Joshua finished his sandwich and pushed the basket aside. He took out his laptop and opened it up. There was a wireless hot spot nearby. He opened a terminal and securely connected to Glenn’s computer at RegTech under his own user name. Then he slid the laptop across to Sikes.
“Can you find anything just by poking around?”
Sikes sat up and pulled the silver MacBook Pro closer to him. He cracked his slender fingers and then started typing like a master pianist. Joshua moved his chair around beside Sikes so he could see what he was doing. The waiter came by again and cleared their baskets. He asked them if they wanted more beers and Joshua motioned for two more. The guy nodded, indifferent to their interest in the laptop and nearly indifferent to them.
“He’s got an open port using SSH. It looks like it goes to a directory on another computer. Your boy was probably streaming MP3’s from his home.”
“I think he mentioned that he had set up something like that. He was boasting about subverting the site IT because they couldn’t see what he was streaming through Secure Shell. They don’t allow streaming media at RegTech.”
Sikes nodded, his fingers had moved on to other directories. “Mmmm, this is interesting. He was using mIRC a popular Windows IRC client. You should snag his logs, might help you find his killer.”
“I was going to get those if I could log in as him or get admin rights to his box.”
“Looks like all the common ports are blocked as per corporate IT procedures. He was running Internet Information Services, but only as localhost.”
“We’re a web team; we all run that to test our development code.” Sikes made a gag face, and Joshua shrugged. Microsoft’s web server was not well liked by security professionals. It was a constant source of security break-ins.
“It’s not possible to really know if this box is owned unless you have physical access, but just from what I’ve seen, I’d say it was a kernel level hack. Which means your killer knew what he was doing. If that’s the case, he still has access to this box and he’s still in control of it.”
Sikes logged out of the SSH terminal and sat back again in thought. Joshua moved the laptop back to his side of the table and closed it down.
“I’d be amazed if he left the mIRC client logs in place. This guy has full control of this box. He could wipe all evidence away and nobody would be the wiser.”
“Maybe he thought IT would just reformat the hard drive and everything would be taken care of for him?”
Sikes shook his head. “These Cracker types are just like thieves. They are paranoid beyond belief. They have to be. If they leave anything at all behind, guys like me can catch them. That’s why the best ones are never found, until they slip up.”

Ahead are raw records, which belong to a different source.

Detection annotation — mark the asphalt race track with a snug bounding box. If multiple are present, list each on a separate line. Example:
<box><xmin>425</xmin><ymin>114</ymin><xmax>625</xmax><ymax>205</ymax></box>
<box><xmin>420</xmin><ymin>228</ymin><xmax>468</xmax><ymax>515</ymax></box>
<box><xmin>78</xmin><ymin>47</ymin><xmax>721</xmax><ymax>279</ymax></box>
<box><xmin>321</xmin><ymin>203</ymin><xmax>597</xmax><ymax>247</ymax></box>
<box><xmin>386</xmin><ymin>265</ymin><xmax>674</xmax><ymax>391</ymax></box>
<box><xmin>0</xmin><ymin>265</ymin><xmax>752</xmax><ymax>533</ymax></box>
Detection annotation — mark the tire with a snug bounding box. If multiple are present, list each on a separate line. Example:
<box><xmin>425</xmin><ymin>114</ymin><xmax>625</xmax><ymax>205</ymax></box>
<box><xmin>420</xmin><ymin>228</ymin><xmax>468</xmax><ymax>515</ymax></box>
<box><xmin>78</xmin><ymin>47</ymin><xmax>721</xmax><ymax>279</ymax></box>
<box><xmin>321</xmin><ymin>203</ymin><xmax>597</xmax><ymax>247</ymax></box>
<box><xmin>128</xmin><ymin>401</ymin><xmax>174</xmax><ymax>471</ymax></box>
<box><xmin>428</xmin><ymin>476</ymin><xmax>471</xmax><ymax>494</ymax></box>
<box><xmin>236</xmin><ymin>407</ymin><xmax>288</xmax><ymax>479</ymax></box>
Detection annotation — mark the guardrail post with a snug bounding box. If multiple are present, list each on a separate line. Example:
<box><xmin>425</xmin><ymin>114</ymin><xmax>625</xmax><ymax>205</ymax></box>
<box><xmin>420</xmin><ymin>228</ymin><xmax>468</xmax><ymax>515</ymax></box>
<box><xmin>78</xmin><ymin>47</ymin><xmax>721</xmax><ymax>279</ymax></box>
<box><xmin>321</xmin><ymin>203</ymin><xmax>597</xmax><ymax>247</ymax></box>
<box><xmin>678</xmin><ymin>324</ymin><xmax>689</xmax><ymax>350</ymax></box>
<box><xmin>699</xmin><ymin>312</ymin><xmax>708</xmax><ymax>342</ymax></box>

“What do you think I should do with his box then?”
“Boot it into safe mode, start checking for processes that you can’t identify or that should not be there. There’s a page on my web site that lists all the processes running on a stock Windows XP Pro install. You can use that as a baseline to start from. Of course your IT will have anti-virus stuff on there and maybe some programs to push patches and stuff. Then you have to do an inventory of what crazy stuff he installed like shareware apps and open source programs. It could take you a while.”
Joshua grinned sheepishly.
“What else would I be doing on a Saturday night?”